Fall Begins and Advice for First Year Students

Yesterday was the first day of my fall semester. They gathered us faculty together to advise us on how to advise the incoming freshmen.

This is a new experience for me.  I myself was never really advised during my own college experience. I have a faint memory of advisors being available for us during my undergraduate years at UC San Diego.  But I don’t remember it ever being a requirement that we sit down with them. And I know for certain that my course scheduling was completely up to me.

So this is a new experience. Here at Wesleyan, faculty are responsible for approving the course plans of individual students each semester.  And I can see some of the advantages and disadvantages inherent in such a system. I’ll restrain myself from mentioning any possible disadvantages until I’ve had a bit more experience. But some of the advantages are clear. Definitely at an institution that emphasizes a four-year timetable (students at UCs regularly take more than 4 years and occasionally as much as 7 or 8 years to graduate), it is useful to have advisors managing student course plans.  But the best advantage I can see so far, and I’m still very new to this, is that it provides an immediate link between students and faculty, encouraging the development of community on the campus.

Advice for incoming students

Following the practice of other faculty, I’d like to offer a bit of public advice to those starting college this fall:

1. Ask questions. It is actually a very smart thing to realize that you don’t know the answer to something.  So ask questions. Lots of them. And definitely do not be afraid to ask your professors any questions you might have. I’m a professor. I hang out with other professors.  And I can’t remember any of them telling me they wish a student hadn’t asked them a question.  But I do remember them saying they wish the students would ask more questions, come to office hours, etc.

1a. Just to stress things here.  Talk to your professors. That’s what we are here for.  And your access to us at a place like Wesleyan is one of the things that makes Wesleyan great. Take advantage of it.

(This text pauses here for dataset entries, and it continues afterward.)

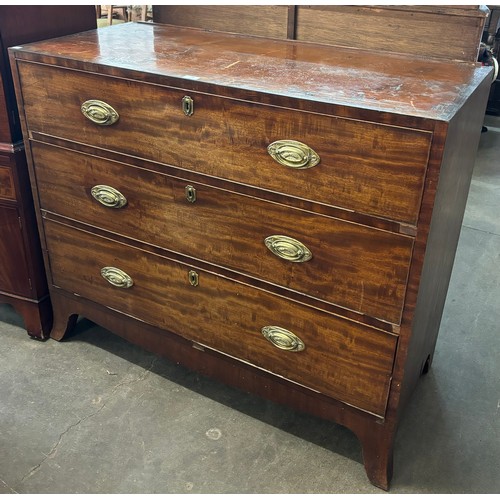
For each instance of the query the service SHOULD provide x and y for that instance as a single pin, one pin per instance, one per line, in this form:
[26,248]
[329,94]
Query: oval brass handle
[116,277]
[283,339]
[190,193]
[108,196]
[293,154]
[288,248]
[194,278]
[99,112]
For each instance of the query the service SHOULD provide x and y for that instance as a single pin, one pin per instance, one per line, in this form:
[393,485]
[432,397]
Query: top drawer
[364,167]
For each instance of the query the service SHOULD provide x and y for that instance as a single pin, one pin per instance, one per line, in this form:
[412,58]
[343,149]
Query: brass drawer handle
[187,105]
[99,112]
[283,339]
[108,196]
[190,193]
[288,248]
[116,277]
[293,154]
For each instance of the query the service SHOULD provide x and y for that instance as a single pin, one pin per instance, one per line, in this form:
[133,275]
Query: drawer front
[365,167]
[357,267]
[342,359]
[7,190]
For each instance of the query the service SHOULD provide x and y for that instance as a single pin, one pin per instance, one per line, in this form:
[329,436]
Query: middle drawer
[357,267]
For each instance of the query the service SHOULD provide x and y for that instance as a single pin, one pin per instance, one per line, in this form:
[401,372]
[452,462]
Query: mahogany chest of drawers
[280,215]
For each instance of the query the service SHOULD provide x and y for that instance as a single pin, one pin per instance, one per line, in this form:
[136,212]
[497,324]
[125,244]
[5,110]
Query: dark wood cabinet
[22,274]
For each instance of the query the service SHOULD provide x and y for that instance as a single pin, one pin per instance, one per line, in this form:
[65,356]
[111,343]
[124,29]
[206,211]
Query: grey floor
[94,414]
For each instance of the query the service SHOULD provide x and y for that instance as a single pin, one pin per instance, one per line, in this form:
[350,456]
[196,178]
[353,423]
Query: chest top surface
[384,82]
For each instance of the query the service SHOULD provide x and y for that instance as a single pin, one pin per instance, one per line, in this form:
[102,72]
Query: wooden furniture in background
[22,275]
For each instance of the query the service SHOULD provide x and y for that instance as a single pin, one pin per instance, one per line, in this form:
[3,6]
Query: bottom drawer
[339,358]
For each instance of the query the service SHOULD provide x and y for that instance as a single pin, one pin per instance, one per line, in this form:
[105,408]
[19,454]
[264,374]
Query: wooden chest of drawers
[280,215]
[23,282]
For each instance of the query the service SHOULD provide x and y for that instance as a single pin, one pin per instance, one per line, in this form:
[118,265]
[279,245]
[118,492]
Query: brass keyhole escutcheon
[187,105]
[116,277]
[190,194]
[194,278]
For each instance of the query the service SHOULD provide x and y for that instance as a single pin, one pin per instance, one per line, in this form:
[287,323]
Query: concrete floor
[93,414]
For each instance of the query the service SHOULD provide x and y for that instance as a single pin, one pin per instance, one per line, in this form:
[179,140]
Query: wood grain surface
[237,64]
[354,266]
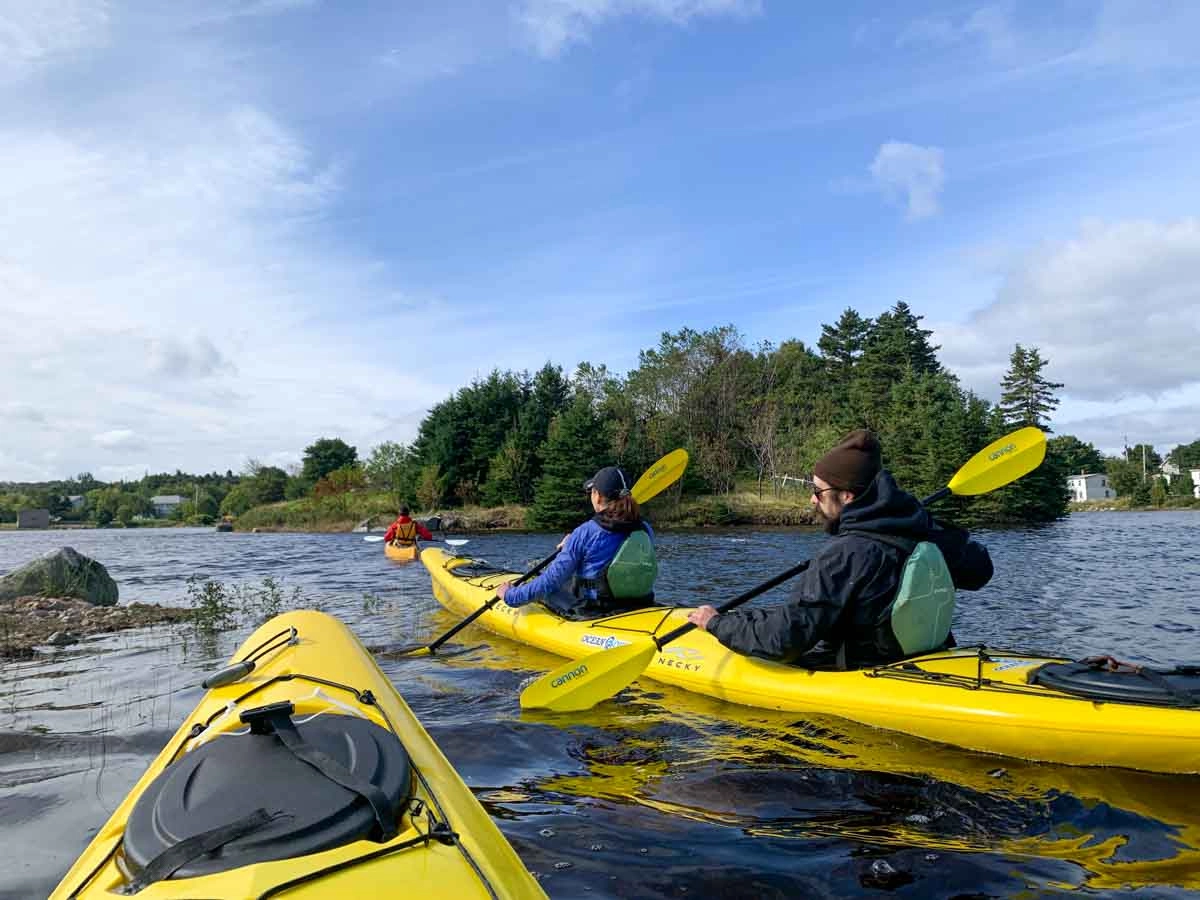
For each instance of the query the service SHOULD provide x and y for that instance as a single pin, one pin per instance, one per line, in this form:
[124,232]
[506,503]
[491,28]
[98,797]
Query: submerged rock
[29,622]
[61,573]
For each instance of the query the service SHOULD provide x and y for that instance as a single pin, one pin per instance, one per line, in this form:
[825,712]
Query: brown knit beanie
[853,463]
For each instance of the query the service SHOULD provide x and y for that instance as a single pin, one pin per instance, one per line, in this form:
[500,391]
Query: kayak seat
[1103,679]
[259,799]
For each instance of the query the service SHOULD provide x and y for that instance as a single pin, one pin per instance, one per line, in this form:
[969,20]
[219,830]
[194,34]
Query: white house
[1090,487]
[166,503]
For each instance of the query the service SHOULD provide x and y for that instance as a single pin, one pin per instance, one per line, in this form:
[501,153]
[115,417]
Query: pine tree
[1029,399]
[841,345]
[575,449]
[895,346]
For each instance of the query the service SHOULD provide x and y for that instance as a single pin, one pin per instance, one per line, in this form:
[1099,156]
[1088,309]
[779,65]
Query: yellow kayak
[978,699]
[402,553]
[301,775]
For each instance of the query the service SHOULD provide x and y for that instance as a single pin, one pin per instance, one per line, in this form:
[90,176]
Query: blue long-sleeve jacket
[585,553]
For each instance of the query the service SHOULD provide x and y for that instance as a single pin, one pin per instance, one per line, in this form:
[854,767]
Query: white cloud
[1116,310]
[989,24]
[910,172]
[555,24]
[35,33]
[167,280]
[23,412]
[198,358]
[119,439]
[1144,34]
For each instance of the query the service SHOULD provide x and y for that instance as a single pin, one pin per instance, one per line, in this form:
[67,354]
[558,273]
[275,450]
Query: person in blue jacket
[605,565]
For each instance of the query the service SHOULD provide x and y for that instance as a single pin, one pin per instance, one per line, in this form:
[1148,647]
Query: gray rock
[61,573]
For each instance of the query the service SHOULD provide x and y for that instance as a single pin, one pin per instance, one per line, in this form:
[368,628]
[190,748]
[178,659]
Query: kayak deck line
[973,697]
[307,673]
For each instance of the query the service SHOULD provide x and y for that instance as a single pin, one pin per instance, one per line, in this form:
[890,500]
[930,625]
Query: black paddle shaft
[771,583]
[490,604]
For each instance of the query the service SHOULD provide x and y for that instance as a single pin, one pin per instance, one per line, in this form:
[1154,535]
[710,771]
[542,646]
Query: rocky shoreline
[30,622]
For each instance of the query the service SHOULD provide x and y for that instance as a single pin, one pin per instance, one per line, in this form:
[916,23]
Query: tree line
[744,414]
[748,415]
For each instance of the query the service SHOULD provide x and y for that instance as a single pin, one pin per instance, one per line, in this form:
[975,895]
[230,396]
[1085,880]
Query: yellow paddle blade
[660,475]
[1001,462]
[582,683]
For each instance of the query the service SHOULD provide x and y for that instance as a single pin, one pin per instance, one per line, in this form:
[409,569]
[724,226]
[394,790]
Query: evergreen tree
[576,448]
[327,455]
[1029,399]
[895,346]
[841,345]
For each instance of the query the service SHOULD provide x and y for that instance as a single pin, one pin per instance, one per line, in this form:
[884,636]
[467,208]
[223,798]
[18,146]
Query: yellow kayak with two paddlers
[300,774]
[979,699]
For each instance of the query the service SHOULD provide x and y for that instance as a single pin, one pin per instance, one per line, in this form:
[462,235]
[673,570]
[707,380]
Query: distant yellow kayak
[402,553]
[979,699]
[305,775]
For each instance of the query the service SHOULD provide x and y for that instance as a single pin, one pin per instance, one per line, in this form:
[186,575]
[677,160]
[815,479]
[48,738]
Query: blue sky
[228,228]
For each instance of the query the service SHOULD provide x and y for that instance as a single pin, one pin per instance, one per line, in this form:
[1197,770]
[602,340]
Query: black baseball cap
[610,481]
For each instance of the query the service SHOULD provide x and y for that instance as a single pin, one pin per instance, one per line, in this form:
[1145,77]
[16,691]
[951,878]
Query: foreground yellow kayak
[401,553]
[977,699]
[303,775]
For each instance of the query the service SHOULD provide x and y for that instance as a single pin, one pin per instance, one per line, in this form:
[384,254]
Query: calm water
[658,793]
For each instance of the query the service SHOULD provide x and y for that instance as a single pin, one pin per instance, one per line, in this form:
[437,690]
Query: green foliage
[1157,492]
[1186,456]
[575,449]
[1078,456]
[269,485]
[1123,475]
[238,501]
[1027,397]
[429,486]
[1144,455]
[515,438]
[327,455]
[389,468]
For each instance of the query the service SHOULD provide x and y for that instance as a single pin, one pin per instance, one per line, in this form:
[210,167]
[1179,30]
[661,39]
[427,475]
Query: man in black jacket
[837,616]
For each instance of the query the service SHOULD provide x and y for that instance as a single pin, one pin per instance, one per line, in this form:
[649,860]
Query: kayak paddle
[653,481]
[582,683]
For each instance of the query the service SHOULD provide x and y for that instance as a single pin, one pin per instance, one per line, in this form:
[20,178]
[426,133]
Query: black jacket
[841,597]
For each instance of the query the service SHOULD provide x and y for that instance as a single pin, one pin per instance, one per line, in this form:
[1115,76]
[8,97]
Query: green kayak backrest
[923,609]
[634,569]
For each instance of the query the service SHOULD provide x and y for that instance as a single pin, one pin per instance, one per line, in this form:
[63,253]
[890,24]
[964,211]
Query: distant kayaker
[841,613]
[405,531]
[605,565]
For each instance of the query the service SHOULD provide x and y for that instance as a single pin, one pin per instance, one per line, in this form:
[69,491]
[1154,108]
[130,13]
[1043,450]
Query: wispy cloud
[552,25]
[988,25]
[171,275]
[37,33]
[1116,310]
[911,173]
[119,439]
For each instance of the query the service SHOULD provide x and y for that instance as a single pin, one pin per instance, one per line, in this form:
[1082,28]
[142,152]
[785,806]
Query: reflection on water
[660,792]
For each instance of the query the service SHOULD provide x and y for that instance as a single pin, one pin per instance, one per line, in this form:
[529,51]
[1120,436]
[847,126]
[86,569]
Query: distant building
[165,504]
[34,519]
[1090,487]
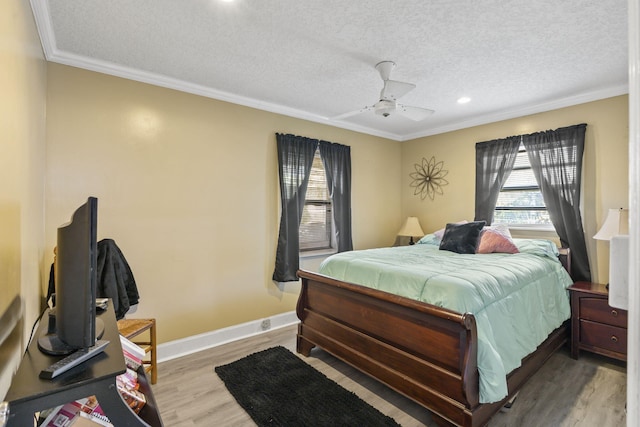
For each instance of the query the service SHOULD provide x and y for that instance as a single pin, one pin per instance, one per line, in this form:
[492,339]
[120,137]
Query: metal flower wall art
[428,179]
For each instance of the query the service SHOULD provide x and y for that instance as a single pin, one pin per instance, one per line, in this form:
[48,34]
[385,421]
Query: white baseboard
[184,346]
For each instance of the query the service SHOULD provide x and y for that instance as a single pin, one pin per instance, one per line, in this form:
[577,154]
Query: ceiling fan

2. Focus on learning how to learn. We will try to cram your head full of stuff while you are here.  But the most important stuff that can help you most in the long-term, is learning the skills that are necessary to keep learning throughout your life.

3. Learn skills, especially writing and quantitative reasoning. OK, so I have a bias here as a political scientist. Maybe you are an artist and these particular skills don’t seem overly useful. But I think for most people, these are two of the most important skills you can learn in college.  Also, don’t be afraid to tackle skills that you are uncomfortable with. Which brings me to my next point…

4. Challenge yourself. Push yourself in new directions. If you don’t like speaking in public, find courses that will push you to do just that. And don’t just play to your own preconceived notions of what you like and what your good at. If you come out of high school not liking science, try a science course here.You might surprise yourself with what you find.

5. Get involved in university life, but not over-involved! Many students here at Wesleyan don’t need to be told to get involved. But, nonetheless, it is important advice. Equally important, however, is that it is a good idea not to stretch yourself too thin.  Consider doing a couple things very well, rather than many things not so well.

6. Consider study abroad. It may be too early to make solid plans for this, but — if you can make it work — this can be an extremely rewarding part of your college experience.

7. Connect… with students, staff, faculty… This is a time when many of you will form lasting relationships with people (I met my wife as a freshman in college). So, even if you are shy, make an effort to know others here.

I’m sure there is much more that can be said. But for most of you, this is a good start.